Sebbene fosse iniziata nello scorso mese di maggio, è da pochi giorni che si è diffusa a macchia d’olio l’esistenza di una proposta di referendum volta ad abrogare l’art. 2 della legge 1261 del 1965 che disciplina le indennità spettanti ai membri del Parlamento. A norma dell’art.75 della nostra Costituzione, il referendum popolare è indetto per deliberare l’abrogazione, totale o parziale, di una legge o di un atto avente valore di legge quando lo richiedono cinquecentomila elettori o cinque Consigli regionali. Era dunque così partita la raccolta delle firme necessarie per l’indizione del referendum per iniziativa di Unione Popolare.
Nel dettaglio, il referendum, in caso di buon esito, avrebbe tagliato circa 48 mila euro l’anno per ogni membro del Parlamento, poiché l’art.2 della Legge 1261 va proprio a disciplinare i compensi relativi alla diaria ed alle spese di soggiorno a Roma dei parlamentari. Così, sia su testate editoriali non dipendenti da finanziamenti pubblici e sui maggiori social network, si invitava gli aventi diritto a firmare entro il 27 luglio. Tuttavia sono sorti dei problemi a monte e che vanno a conferire margini di incostituzionalità alla proposta di referendum.
Innanzitutto, sembrano esserci in corso due richieste di referendum:
- Quella per l’appunto promossa da Unione Popolare e volta all’abrogazione della Diaria dei Parlamentari
- Quella promossa da Comitato del Sole e per la quale non c’è una data fissata per la chiusura della raccolta firme.
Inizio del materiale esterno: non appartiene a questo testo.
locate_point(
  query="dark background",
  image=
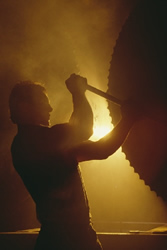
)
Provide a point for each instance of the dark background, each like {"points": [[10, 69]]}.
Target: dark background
{"points": [[46, 42]]}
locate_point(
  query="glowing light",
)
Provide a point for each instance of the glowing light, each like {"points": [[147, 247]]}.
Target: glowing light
{"points": [[100, 131]]}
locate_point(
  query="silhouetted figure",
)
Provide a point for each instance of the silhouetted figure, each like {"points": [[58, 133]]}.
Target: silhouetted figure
{"points": [[47, 159]]}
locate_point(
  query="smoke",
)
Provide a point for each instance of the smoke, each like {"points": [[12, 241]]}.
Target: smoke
{"points": [[46, 41]]}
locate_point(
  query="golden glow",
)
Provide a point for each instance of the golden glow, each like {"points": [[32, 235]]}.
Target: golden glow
{"points": [[100, 131], [102, 119]]}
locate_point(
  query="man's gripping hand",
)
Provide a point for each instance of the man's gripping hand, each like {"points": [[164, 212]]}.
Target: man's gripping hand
{"points": [[76, 84]]}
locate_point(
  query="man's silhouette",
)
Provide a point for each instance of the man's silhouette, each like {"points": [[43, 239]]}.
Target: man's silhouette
{"points": [[47, 160]]}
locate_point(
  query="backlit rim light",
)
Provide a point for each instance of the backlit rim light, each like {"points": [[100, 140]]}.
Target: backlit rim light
{"points": [[100, 131]]}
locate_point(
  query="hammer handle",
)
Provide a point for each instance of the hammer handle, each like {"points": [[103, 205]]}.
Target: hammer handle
{"points": [[105, 95]]}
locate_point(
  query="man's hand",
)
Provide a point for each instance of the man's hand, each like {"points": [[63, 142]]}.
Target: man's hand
{"points": [[76, 84]]}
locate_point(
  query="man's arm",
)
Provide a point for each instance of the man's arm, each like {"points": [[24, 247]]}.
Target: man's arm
{"points": [[82, 117], [106, 146]]}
Con questa si chiede l’abrogazione di:
- Spese di segreteria e rappresentanza.
- Diaria (Rimborso spese soggiorno a Roma)
- Cumuli d’indennità per partecipazione a commissioni giudicatrici di concorso, missioni, commissioni di studio e commissioni d’inchiesta.
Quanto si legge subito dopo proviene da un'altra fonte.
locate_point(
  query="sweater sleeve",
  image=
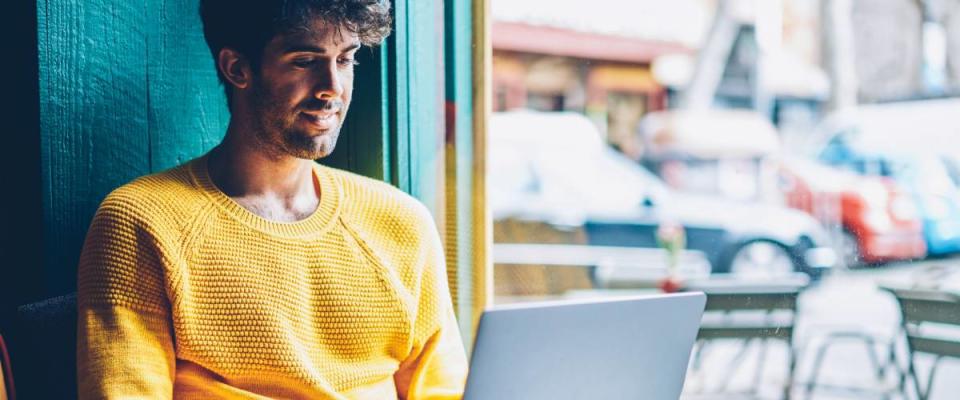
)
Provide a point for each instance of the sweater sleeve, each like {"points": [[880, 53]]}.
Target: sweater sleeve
{"points": [[437, 367], [124, 346]]}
- In aspettativa: – Aumenti periodi di stipendio – Avanzamento di carriera – Trattamento di quiescenza – Trattamento di previdenza – Assistenza sanitaria – Assicurazione previdenziale.
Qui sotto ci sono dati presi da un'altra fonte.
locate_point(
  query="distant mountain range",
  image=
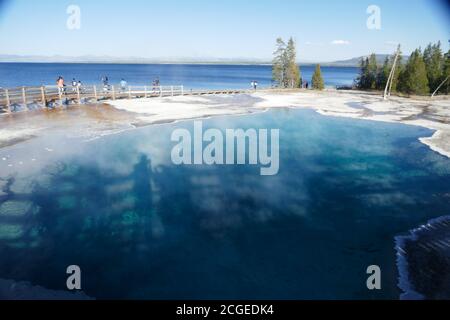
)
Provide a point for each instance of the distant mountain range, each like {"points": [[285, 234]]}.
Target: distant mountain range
{"points": [[354, 62]]}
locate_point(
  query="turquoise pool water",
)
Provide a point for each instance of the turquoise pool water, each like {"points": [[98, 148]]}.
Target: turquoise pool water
{"points": [[141, 227]]}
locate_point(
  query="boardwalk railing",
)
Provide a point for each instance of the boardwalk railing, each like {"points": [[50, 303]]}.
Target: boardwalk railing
{"points": [[26, 98]]}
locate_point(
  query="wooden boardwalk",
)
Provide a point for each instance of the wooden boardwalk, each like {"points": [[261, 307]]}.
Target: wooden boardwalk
{"points": [[43, 97]]}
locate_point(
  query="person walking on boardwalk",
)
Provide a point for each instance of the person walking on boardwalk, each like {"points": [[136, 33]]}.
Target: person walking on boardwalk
{"points": [[123, 85], [105, 81], [60, 85], [74, 85]]}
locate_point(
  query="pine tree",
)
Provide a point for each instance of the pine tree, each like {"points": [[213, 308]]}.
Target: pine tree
{"points": [[413, 79], [383, 74], [292, 69], [317, 80], [367, 78], [362, 80], [372, 72], [434, 62], [445, 89], [397, 71], [279, 63]]}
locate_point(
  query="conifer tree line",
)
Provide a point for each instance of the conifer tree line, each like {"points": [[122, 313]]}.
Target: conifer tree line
{"points": [[421, 74], [285, 71]]}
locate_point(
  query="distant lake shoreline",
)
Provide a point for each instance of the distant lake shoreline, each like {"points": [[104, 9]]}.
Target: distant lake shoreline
{"points": [[192, 76]]}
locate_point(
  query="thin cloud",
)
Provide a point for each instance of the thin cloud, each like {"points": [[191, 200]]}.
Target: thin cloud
{"points": [[340, 42]]}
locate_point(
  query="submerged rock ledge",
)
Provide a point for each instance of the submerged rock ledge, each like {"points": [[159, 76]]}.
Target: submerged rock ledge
{"points": [[423, 261]]}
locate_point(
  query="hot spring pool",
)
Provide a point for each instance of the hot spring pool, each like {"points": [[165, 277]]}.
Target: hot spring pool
{"points": [[140, 227]]}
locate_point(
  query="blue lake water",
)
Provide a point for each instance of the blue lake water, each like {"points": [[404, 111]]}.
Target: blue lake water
{"points": [[191, 76], [141, 227]]}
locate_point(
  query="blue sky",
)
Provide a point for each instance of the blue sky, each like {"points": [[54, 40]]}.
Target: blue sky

- Indennità mensile esente da ogni tributo.
- Indennità mensile non sequestrabile o pignorabile.
Senza contare poi che l’art. 31 della Legge 352 del 1970 che disciplina le modalità di svolgimento dei referendum, stabilisce che: Non può essere depositata richiesta di referendum nell’anno anteriore alla scadenza di una delle due Camere e nei sei mesi successivi alla data di convocazione dei comizi elettorali per l’elezione di una delle Camere medesime. E il prossimo anno dovrebbero, com’è noto, aver luogo inItalia le elezioni politiche. Se consideriamo che i promotori devono raccogliere almeno 500.000 firme entro 3 mesi, qualora le andassero a consegnare nel gennaio 2013, le firme raccolte così frettolosamente nel corso di questi giorni non sarebbero valide, rimandando il tutto al post-elezioni del 2013 e quindi presumibilmente al 2014, calcolando i tempi necessari per le verifiche della costituzionalità dello stesso quesito referendario.
Tuttavia, la coordinatrice nazionale dell’Unione Popolare Maria Prato ha invece, in un video, fatto sapere che il referendum e le firme raccolte sono valide aggiungendo che la legge relativa all’attuazione del referendum è incostituzionale ma che il partito continuerà a raccogliere firme ad ottobre in modo che siano valide fino a gennaio 2013, data che renderà possibile presentare, in maniera costituzionale, la richiesta di referendum.